This study explores the benefits of collaboration between police officers and social workers in responding to mental health crises in Area 18, Lilongwe, Malawi. The research addresses the critical question of how police–social worker partnerships can improve the quality of crisis response, enhance support for individuals experiencing mental health emergencies, and strengthen community trust in mental health services. In Malawi, police officers frequently serve as the first responders to mental health-related incidents, yet they often lack specialized training and resources to manage such situations effectively, particularly within low-resource settings. This gap underscores the need for integrated and collaborative response models.
A review of existing literature highlights that, globally, law enforcement personnel are commonly the first point of contact during mental health crises but are typically not adequately prepared for therapeutic intervention. Evidence from high-income countries demonstrates that integrated response models, such as Crisis Intervention Teams (CIT), have proven effective in improving crisis outcomes, reducing unnecessary arrests, and minimizing the use of force. However, there remains limited empirical research on the applicability and effectiveness of such collaborative models within the Malawian context, where mental health stigma, institutional limitations, and resource constraints persist.
The study adopted a qualitative research design, employing purposive sampling to select 25 participants drawn from police officers, social workers, caregivers, and community members. Data were collected through self-administered questionnaires and analyzed thematically following Braun and Clarke’s thematic analysis framework. This approach enabled an in-depth exploration of participant experiences, perceptions, and expectations regarding police–social worker collaboration in mental health crisis response.

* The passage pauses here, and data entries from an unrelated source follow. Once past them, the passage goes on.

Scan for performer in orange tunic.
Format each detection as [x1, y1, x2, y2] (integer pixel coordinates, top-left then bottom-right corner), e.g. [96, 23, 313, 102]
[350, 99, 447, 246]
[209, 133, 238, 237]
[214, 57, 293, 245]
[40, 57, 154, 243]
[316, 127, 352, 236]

Findings reveal that police officers are routinely the default first responders to mental health emergencies but often rely on containment and transportation strategies rather than therapeutic interventions due to limited training and resources. Participants across all stakeholder groups strongly supported the integration of social workers into crisis response teams, citing anticipated benefits such as improved de-escalation techniques, reduced use of force, enhanced referral pathways to mental health services, and increased community trust. Despite these perceived benefits, several challenges were identified, including inadequate funding, absence of formal policy frameworks, professional culture differences between police and social workers, and persistent mental health stigma within communities.
The study concludes that establishing a formalized police–social worker partnership is both beneficial and necessary for strengthening mental health crisis response in Malawi. It recommends the development of national policies to support collaborative practice, the implementation of joint training programs, the introduction of pilot co-response teams, and the promotion of public awareness initiatives aimed at reducing stigma and improving community engagement. Such measures are essential for building a more humane, effective, and trusted mental health crisis response system.